In total, we analyzed 459 images for 133 patients. Thereof, 240 images were classified as primary NSCLC and 83 images were classified as metastasis. SRS images consist of pixel arrays comprising two channels, each designated for storing the scattering values corresponding to the two above-mentioned energy shifts. The initial two channels of an empty array were filled with scattering values representing the CH₂ and CH₃ bonds. Concurrently, the third channel of the array was populated with the spectral difference CH₃-CH₂ for each pixel (11). SRS and SRH pixel values were scaled to the range (0.1). Subsequently, the SRS and SRH images underwent subdivision into tiles measuring 250×250 pixels. A tile attained the status of being labeled if at least 99% of its area overlapped with an annotated region. The 99% threshold ensures that tiles predominantly consist of labeled pixels. The final data set comprised 26,460 tiles from 459 images, with 11,495 tiles labeled as tumor and 14,965 tiles labeled as no-tumor. For the subclassification between NSCLC and metastasis, as well as SCC and ADC, the data set comprised 6,251 tiles labeled as NSCLC (comprising 3,331 tiles labeled as SCC and 2,920 tiles labeled as ADC) and 2,450 tiles labeled as metastasis. Figure 2 provides an example of an SRH and corresponding SRS image together with annotations and tiles [the contrast of the SRS image was enhanced using adaptive histogram equalization from scikit-image (12) with a clipping limit of 0.03; contrast enhancement was not included as a preprocessing step of the SRS images and was only performed to provide better visualization of the SRS images].

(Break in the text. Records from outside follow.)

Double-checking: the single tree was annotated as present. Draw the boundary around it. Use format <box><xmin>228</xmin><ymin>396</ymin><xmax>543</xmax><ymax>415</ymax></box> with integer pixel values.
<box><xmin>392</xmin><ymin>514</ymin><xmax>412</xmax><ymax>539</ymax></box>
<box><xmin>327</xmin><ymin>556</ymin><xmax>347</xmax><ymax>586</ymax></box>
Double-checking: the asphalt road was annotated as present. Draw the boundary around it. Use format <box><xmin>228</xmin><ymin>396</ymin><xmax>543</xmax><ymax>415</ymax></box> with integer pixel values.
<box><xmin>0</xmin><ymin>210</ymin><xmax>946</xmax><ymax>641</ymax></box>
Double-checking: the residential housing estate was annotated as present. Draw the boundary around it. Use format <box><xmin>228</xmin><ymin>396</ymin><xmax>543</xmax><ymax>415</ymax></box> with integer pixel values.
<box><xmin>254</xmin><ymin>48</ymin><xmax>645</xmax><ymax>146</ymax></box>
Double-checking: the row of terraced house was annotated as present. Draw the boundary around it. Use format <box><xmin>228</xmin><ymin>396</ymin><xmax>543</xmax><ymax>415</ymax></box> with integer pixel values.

Figure 2 SRH image with corresponding SRS image with annotations and locations of labeled tiles. (A) SRH image as created by the NIO system using a vendor-specific look-up table. (B) SRH image with annotations “Tumor” and “no Tumor”. (C) Location of labeled tiles overlapping at least to 99% with an annotation on SRH image. (D) SRS image corresponding to SRH image depicting CH₂ channel with enhanced contrast using adaptive histogram equalization and a viridis look-up table. (E) SRS image with annotations “Tumor” and “no Tumor”. (F) Location of labeled tiles overlapping at least to 99% with an annotation on SRS image. Using the NIO Laser Imaging System (Invenio Imaging Inc., Santa Clara, CA, USA), the obtained SRS images are converted with a special look-up table into images resembling H&E-stained tissue sections but without the need for sectioning and staining. H&E, hematoxylin and eosin; SRH, stimulated Raman histology; SRS, stimulated Raman scattering.

Data split and class distributions

The dataset was split, with 80% allocated to the training set and 20% to the test set, based on class proportions rather than image count. Within the training set, 10% was used as a validation set for hyperparameter tuning. The class distributions for the training, validation, test sets, and the entire dataset are detailed in Table 1.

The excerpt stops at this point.